Al cortarse los vínculos con los demás, esta cuarentena supone un aislamiento forzoso destinado a preservarnos, unos y otros, de eventuales posibilidades de contagio de esta horrible enfermedad.
Dicho aislamiento consiste en quedar sin el sustento básico de toda vida humana: el contacto con los otros. Uno es, sabemos, en tanto podemos pensarnos y vivirnos en las relaciones de intersubjetividad que nos constituyen. Cuánto tiempo podemos tener este quedarnos en casa sin volvernos locos, no sabemos.

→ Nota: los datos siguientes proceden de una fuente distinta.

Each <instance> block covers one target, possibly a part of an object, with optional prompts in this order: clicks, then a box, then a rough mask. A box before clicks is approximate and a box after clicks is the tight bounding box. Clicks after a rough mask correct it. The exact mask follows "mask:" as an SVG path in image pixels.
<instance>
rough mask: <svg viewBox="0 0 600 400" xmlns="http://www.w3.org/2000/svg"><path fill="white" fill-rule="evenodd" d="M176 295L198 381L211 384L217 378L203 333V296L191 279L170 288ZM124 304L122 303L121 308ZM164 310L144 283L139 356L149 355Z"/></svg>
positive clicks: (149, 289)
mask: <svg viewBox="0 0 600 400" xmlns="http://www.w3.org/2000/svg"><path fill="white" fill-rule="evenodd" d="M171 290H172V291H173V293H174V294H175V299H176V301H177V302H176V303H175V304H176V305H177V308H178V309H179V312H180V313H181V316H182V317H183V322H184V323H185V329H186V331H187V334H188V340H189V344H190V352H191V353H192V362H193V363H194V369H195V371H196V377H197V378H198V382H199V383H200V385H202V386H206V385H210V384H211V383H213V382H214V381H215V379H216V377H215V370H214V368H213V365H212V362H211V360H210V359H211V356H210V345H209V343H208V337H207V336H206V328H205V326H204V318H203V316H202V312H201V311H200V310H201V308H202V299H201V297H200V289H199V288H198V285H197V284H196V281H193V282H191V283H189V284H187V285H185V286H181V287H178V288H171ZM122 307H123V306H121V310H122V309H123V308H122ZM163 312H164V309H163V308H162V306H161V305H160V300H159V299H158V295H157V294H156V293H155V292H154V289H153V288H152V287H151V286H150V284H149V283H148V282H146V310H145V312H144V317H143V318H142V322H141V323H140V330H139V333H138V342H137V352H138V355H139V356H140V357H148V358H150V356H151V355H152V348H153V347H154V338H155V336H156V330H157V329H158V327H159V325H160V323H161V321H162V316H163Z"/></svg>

Para poder pensarnos necesitamos recurrir a conocimientos previos de nuestra propia vida: cómo transcurrieron esos dos años en que estuve presa, en mi caso. Fueron dos años intensos, donde conocí a gente maravillosa y a personas abyectas, y no puedo escribir “tanto como” porque entre unos y otros había una enorme discontinuidad. Lo certero es que yo reconocía que, forzada a vivir en el encierro, a pesar de que tenía pocos años de vida, había un fondo en mí muy consolidado, que brotaba de mi vida anterior, desde la casa llena de gente en que había nacido, en medio de una institución fuerte, mi familia. Ahí estaba el secreto de tantísimas cosas. Entre ellas, un concepto del honor y la dignidad que, vaya a uno a saber por qué, me dejaba yacer en la seguridad de que nadie podía quebrar mi espíritu siempre y cuando las condiciones de ese encierro no supusieran una violación extrema como ser expuesta a la tortura física, por ej. En ese punto, ya no podría confiar en mis conocimientos previos de mí misma, porque es de las cosas que hay que atravesar para poder averiguarlo: “nadie sabe lo que puede un cuerpo”.
Adorno y Horkheimer, en un texto de la Dialéctica de la Ilustración, escrito poco después de la Segunda guerra, dicen que en la tortura, el torturador pretende reducir al torturado a su mero cuerpo. Es decir, volverlo similar a él mismo, porque quien tortura carecería de espíritu. Es decir, si uno se quiebra y, por ej, se convierte en un delator, he aquí que ha perdido el espíritu que lo mantenía en una posición superior al torturador. Los sentimientos respecto de sí mismo que ha de experimentar el delator o la delatora, han de ser tan horribles que ni podemos pensar en ellos. Pero, sabemos, la mente siempre se acomoda a la realidad y se consolará inmediatamente pensando: bueno, tenía que subsistir.
De todo aquello hay un resumen posible: yo recuerdo mi vida año tras año, de la manera simple en que se encadenan las cosas en la memoria y el tiempo, pero hay dos años que no aparecen sino separados del devenir: los dos años de prisión. Esos dos años están apartados. No los viví. O no los viví yo. Alguien los vivió por mí. La cárcel vivió dos años de mi vida en mí.
Me resistía a poner en una clase similar a este momento de mi vida, pero ahora no puedo hacerlo; esta experiencia es una vuelta a la prisión.
Recordaba esta mañana, puesta a pensar en escribir para Pausa, una frase de los tantísimos cursos sobre metodología de la investigación y epistemología que hice durante mi vida como profesora. La famosa epojé epistemológica. La suspensión de nuestra creencia en la realidad del mundo “como recurso para superar la actitud natural”- Nada que ver. Se trata sólo de la palabra suspensión. Nadie que no tenga hijos pequeños o un gran amor puede atravesar este aislamiento sin pérdida.
Pero, vamos, la conciencia dice, no podés, no podés, sin ser un poquito canalla, a la luz de las miles de miserias que acechan al mundo, asimilar punto por punto una experiencia de muerte con una de cuidado de la vida. Es obvio que no. Pero cuánto me cuesta arrancarme de allí.
El año pasado mi hija organizó una fiesta maravillosa cuando cumplí años. Fue una fiesta sorpresa y estaba casi toda la gente que yo hubiera invitado si se me hubiera ocurrido hacer una gran fiesta por mi aniversario. A pocos días de mi cumple, temo que sólo experimente tristeza. Pero así, suspendida entre la vida y la muerte como el gato de Schrödinger, así y todo, tendré que confiar en que la fiesta vaya de afuera hacia adentro. Del abrazo hasta mi corazón.